Si les yeux n’en ont eu que pour son petit top archi-transparent et son mini-short, les oreilles, elles, ont pu se délecter d’un set parfaitement rôdé, alternant morceaux de ses deux albums, petit passage acoustique et deux reprises : l’une, prévisible ("Oh My God" de Kaiser Chiefs) et l’autre, surprenante mais parfaitement réussie ("Womanizer" de Britney). Concours de majeurs levés pour "Fuck You", version longue mi-pop mi-électro de "Not Fair" en guise de conclusion : un hold-up parfait de la part d’une des pop-stars les plus surprenantes du Royaume-Uni. Miss Allen, vous avez gagné un nouveau fan pourtant pas acquis à votre cause en début de journée.
Après ces deux prestations, inutile de dire que le public est en feu et que Kanye West n’a plus qu’à assurer le minimum syndical pour emballer la soirée. Avec une nouvelle scène à la hauteur de sa mégalomanie, un répertoire de folie et un public complètement acquis à sa cause, ce show avait d’ailleurs tout pour être l’un des moments forts de l’année. Las ! On sera quitte pour la plus grosse déception de l’année. On y a pourtant cru pendant 2 minutes, le temps d’un "Coldest Winter" introductif où la présence scénique du bonhomme fait des merveilles. Pour la suite du concert, on hésite entre balance de dernière minute et répétition : son dégueulasse avec une basse qui couvre tout, samples inaudibles, transitions nullissimes, mise en scène ringarde (4 filles peinturlurées qui viennent prendre la pause autour de Dieu), morceaux bâclés en une minute (et pas n’importe quels morceaux, hein : "Touch The Sky", "All Falls Down", "Get ‘Em High" ou "Through The Wire"). Bref, on a beau savoir qu’il ne s’agit que du deuxième concert de la tournée, c’est juste indigne d’un type qui prétend être la plus grande star actuelle.

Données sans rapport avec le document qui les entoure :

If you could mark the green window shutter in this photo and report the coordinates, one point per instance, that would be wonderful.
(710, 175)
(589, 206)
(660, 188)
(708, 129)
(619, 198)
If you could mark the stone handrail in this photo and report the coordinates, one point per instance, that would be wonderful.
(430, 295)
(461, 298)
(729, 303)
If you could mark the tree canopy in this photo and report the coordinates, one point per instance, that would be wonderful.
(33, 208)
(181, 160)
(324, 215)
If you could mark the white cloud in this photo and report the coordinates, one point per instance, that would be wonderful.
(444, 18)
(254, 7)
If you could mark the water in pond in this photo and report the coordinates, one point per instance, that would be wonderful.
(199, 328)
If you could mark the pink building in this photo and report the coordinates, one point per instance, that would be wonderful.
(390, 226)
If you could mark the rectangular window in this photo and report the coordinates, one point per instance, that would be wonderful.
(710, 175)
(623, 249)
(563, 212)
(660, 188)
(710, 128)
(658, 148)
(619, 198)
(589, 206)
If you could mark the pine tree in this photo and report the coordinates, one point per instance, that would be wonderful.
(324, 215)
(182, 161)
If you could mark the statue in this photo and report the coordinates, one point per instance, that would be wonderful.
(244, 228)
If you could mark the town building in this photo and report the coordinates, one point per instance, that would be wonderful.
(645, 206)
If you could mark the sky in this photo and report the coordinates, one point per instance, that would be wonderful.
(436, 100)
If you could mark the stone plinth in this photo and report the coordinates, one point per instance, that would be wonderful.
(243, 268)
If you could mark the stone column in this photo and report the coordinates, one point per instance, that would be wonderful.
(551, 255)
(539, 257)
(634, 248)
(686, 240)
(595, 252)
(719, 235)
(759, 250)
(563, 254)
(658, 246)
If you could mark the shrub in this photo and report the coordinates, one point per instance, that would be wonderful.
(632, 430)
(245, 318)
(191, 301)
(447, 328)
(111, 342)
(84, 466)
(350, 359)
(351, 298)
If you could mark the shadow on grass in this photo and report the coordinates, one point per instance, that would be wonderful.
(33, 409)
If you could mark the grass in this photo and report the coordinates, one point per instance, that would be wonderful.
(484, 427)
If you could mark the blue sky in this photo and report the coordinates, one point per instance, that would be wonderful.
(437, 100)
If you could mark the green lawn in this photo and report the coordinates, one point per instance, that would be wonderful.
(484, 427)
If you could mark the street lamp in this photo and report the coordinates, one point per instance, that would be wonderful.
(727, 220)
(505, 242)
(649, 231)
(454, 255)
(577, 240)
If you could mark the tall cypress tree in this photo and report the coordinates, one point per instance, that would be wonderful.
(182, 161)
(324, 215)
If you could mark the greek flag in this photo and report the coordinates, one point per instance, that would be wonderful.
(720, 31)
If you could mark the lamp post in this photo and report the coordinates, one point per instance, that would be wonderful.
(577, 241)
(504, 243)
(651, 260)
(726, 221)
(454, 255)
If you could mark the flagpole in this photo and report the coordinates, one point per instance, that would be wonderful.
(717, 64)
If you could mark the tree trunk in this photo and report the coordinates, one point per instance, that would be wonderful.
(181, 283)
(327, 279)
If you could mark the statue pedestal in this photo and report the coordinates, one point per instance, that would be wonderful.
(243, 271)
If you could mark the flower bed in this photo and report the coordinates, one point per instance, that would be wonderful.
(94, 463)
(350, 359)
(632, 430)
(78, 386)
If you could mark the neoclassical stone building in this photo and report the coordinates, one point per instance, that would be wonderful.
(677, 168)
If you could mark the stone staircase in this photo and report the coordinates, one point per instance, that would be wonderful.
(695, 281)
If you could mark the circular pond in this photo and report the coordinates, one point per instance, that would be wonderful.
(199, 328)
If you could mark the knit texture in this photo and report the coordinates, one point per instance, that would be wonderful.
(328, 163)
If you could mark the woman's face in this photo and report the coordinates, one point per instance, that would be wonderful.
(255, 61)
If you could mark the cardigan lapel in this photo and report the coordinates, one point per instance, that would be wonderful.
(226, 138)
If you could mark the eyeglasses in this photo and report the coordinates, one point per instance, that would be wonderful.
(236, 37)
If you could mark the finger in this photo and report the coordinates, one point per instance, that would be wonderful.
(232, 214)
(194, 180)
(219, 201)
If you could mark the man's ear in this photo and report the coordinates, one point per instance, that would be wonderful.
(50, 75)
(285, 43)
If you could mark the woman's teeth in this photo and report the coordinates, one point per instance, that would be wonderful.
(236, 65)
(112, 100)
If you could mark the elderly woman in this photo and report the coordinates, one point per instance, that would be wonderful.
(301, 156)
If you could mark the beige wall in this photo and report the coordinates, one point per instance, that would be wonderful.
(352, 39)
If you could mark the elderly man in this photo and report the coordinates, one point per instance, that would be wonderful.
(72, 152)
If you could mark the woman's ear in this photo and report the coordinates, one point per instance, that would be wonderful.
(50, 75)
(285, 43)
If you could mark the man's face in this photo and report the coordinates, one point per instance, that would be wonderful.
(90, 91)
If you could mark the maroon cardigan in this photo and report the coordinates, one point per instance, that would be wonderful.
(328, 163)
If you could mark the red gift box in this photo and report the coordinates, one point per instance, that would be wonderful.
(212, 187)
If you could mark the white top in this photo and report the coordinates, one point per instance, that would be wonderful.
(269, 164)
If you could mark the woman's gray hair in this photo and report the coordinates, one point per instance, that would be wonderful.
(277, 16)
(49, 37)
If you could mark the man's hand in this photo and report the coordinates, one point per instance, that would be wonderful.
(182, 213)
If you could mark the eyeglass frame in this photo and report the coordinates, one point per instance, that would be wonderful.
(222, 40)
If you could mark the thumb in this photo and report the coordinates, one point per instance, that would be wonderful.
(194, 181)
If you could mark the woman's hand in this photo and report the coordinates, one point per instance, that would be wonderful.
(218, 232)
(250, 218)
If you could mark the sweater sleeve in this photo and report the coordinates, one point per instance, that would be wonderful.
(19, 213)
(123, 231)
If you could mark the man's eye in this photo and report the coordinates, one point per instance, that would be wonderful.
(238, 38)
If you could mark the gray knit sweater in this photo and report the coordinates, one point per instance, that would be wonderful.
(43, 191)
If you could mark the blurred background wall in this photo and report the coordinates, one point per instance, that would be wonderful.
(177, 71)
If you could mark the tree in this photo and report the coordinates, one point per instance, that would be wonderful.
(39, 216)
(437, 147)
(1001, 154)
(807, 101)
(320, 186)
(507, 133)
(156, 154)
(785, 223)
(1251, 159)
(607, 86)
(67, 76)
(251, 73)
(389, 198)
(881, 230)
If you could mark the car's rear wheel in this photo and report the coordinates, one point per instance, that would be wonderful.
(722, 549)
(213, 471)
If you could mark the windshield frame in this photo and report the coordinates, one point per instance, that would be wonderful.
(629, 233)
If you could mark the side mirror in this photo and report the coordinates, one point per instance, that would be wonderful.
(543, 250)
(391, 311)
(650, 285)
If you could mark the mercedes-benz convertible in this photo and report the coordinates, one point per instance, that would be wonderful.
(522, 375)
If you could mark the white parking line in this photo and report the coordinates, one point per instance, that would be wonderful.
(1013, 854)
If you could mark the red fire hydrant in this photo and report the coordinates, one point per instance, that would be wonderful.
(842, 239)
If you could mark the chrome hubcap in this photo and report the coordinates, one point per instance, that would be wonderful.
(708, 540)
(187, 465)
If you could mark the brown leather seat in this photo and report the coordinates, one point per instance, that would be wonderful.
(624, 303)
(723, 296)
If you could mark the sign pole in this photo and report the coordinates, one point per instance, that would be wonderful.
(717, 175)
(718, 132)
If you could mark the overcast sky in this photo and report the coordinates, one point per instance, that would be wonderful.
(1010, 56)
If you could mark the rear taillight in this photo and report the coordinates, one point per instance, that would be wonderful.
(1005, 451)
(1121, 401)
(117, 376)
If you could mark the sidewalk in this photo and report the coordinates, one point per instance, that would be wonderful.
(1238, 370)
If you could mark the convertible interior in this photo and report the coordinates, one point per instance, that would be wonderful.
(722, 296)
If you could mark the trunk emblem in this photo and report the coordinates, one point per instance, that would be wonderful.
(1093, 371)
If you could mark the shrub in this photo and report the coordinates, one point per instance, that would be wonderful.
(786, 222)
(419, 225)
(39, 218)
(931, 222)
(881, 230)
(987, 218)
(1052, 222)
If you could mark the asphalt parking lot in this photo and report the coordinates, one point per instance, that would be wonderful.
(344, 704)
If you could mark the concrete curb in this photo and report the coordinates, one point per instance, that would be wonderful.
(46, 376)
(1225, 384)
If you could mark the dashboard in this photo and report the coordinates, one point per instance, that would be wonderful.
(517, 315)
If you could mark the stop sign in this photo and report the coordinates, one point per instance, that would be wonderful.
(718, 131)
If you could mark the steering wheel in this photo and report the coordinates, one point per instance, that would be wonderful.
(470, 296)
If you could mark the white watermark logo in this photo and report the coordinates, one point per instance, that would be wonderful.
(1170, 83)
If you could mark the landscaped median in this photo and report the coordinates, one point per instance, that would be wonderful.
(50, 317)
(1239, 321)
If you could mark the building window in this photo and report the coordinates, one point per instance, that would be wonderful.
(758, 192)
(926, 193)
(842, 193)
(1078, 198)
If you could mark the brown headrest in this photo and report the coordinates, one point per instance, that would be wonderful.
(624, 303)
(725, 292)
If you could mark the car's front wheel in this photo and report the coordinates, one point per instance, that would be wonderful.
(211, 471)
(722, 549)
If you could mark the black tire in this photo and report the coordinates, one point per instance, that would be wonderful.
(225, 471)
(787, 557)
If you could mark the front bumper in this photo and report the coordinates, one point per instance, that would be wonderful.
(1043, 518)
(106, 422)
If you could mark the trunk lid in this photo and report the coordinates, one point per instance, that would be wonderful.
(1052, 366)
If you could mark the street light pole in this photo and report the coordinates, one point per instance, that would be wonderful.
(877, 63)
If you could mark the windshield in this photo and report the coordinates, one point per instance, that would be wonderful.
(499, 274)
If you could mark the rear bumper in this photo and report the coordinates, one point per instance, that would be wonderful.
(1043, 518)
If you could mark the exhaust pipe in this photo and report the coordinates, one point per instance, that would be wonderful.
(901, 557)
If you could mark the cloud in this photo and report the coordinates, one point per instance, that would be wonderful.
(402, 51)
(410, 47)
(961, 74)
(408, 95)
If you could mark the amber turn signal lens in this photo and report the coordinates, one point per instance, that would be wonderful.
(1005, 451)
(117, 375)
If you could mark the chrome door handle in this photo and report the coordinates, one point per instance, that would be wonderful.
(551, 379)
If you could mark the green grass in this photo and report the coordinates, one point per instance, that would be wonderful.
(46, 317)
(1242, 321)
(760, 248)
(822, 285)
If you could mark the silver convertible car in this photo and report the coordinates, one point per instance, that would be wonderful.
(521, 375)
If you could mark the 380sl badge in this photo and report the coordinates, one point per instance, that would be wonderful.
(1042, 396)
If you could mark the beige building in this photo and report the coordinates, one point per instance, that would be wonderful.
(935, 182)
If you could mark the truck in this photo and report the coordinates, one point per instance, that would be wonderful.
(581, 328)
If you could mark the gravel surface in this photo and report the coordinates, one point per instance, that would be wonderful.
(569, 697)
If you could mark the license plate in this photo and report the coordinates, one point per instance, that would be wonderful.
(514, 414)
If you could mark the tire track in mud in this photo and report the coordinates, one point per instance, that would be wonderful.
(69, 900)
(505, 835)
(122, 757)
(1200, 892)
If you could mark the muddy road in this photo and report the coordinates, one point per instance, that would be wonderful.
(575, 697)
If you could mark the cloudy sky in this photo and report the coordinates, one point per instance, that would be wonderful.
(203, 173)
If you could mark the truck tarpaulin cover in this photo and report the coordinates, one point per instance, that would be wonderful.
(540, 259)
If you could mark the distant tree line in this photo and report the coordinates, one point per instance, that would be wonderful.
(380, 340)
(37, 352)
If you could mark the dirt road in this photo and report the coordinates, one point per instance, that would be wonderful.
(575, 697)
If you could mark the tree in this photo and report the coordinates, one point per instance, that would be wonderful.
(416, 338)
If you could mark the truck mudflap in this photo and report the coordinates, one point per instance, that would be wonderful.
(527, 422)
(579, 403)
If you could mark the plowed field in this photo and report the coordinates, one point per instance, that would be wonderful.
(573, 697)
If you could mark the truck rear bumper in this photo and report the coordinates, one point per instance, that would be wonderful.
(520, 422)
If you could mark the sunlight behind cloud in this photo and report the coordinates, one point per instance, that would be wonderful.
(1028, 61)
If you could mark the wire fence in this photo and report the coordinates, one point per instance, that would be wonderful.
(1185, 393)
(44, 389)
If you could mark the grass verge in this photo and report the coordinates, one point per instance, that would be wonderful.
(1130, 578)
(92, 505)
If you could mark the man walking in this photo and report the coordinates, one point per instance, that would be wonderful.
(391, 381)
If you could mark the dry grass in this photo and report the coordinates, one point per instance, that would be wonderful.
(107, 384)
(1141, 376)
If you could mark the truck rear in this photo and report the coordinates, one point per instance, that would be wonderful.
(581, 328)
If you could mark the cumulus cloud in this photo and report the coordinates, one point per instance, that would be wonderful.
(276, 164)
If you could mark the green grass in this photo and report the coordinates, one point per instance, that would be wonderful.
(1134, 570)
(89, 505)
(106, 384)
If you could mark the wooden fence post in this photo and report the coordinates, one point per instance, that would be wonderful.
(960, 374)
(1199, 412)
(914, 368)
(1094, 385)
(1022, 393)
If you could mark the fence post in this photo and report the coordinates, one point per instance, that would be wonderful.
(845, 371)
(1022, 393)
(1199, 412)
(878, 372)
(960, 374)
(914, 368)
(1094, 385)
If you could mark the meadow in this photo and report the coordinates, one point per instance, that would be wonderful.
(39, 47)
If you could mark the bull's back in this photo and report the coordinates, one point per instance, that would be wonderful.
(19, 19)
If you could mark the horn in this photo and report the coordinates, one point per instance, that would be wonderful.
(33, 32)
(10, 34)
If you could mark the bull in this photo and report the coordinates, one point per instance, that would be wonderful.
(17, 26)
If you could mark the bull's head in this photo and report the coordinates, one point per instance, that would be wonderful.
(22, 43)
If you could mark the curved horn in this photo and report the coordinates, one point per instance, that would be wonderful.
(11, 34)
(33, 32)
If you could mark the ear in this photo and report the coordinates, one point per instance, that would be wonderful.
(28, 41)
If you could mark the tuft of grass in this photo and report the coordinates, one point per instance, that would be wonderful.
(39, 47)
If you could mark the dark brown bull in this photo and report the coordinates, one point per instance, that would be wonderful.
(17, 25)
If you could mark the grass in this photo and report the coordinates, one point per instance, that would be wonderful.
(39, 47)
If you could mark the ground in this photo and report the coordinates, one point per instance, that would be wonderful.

Finalement, il faudra attendre le dernier quart d’heure pour assister à quelque chose d’à peu près potable, Kanye descendant de son piédestal scénique pour aller au contact du public et jouer (enfin !) quelques morceaux en entier. Mais là encore, le son pêche, et à l’exception de "Jesus Walks", d’une reprise maligne de "American Boy" et surtout d’une version rallongée de "Heartless", il n’y a rien à sauver du concert. Le pseudo-rappel sera d’ailleurs juste risible : deux minutes de "Love Lockdown" et une bouillie sonore que seuls quelques cris de fanatiques ont permis d’identifier comme étant "Stronger". Puis rideau après seulement 1h10 – et pas grand-monde pour en demander plus. Grosse déception de la part d’un mec bourré de talent et dont le dernier album mérite mieux que ce qu’il a récolté comme critiques.
A lire les commentaires ici et là, les problèmes de son et notamment de basse sont monnaie courante au festival – ce qui est tout de même autrement plus problématique que la morgue affichée par les programmateurs. En tout cas, après un show pareil, nos oreilles ont trop souffert pour assister à ce qui reste de la soirée « Behind The Square » (Yuksek, Birdy Nam Nam et Boyz Noize) et, après un bon début, on quitte Arras sur une note amère. Main Square Festival : beaucoup de bruit pour pas grand-chose.